The Numbers Don't Add Up
Snowy 2.0's current capital cost review is expected to push the total project budget beyond $20 billion once necessary transmission capacity is included. Based on the project's own modelling, it will generate at most 5300GWh annually, but with significant operational limitations.
The project faces substantial efficiency challenges, with round-trip efficiency estimated at less than 70% due to friction losses from pumping water through extensive underground tunnels. This fundamentally limits its sustainable generation duty-cycle to no more than 10 hours each day.
Financial calculations using the current 10-year Australian Government Bond rate of 4.5% show annual financing costs of approximately $900 million, equating to about 17 cents per kWh before other operational expenses.

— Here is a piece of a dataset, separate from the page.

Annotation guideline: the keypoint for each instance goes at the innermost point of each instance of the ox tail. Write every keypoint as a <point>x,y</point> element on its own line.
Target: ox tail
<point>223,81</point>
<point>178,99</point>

Tomago's Power Requirements vs Reality
The Tomago aluminium smelter presents a fundamental mismatch with Snowy 2.0's capabilities. The industrial facility requires continuous power 24 hours a day, seven days a week, meaning at least 60% of its energy needs would still need to be sourced from other providers even if Snowy 2.0 operated at maximum capacity.
Tomago management has publicly stated the smelter becomes unviable above 7 cents per kWh, creating an impossible economic gap when compared to Snowy 2.0's projected costs.
The total cost calculation becomes even more challenging when including the expense of power Snowy 2.0 must purchase to pump water uphill. While excess renewable power has historically been curtailed, the emergence of home and utility-scale batteries is creating competition for this resource, likely establishing a floor price of at least 6 cents per kWh.
When accounting for round-trip and transmission losses, this adds at least 11 cents to each kWh delivered. The optimistic minimum cost of Snowy 2.0 power, ignoring depreciation, maintenance, margins and risk, would likely be 28 cents per kWh.
Broader Energy Policy Implications
The economic challenges facing Snowy 2.0 reflect larger debates about Australia's energy transition. Critics argue that no amount of political wishful thinking can bridge the substantial cost gap between what major industrial users can pay and what new renewable projects are delivering.
The analysis comes as Australia grapples with balancing climate commitments with maintaining industrial capacity and affordable energy for both domestic and commercial users.
As one energy analyst noted, the fundamental economics make Snowy 2.0's proposed role in powering major industrial facilities like Tomago commercially unviable without substantial government intervention or technological breakthroughs that dramatically reduce costs.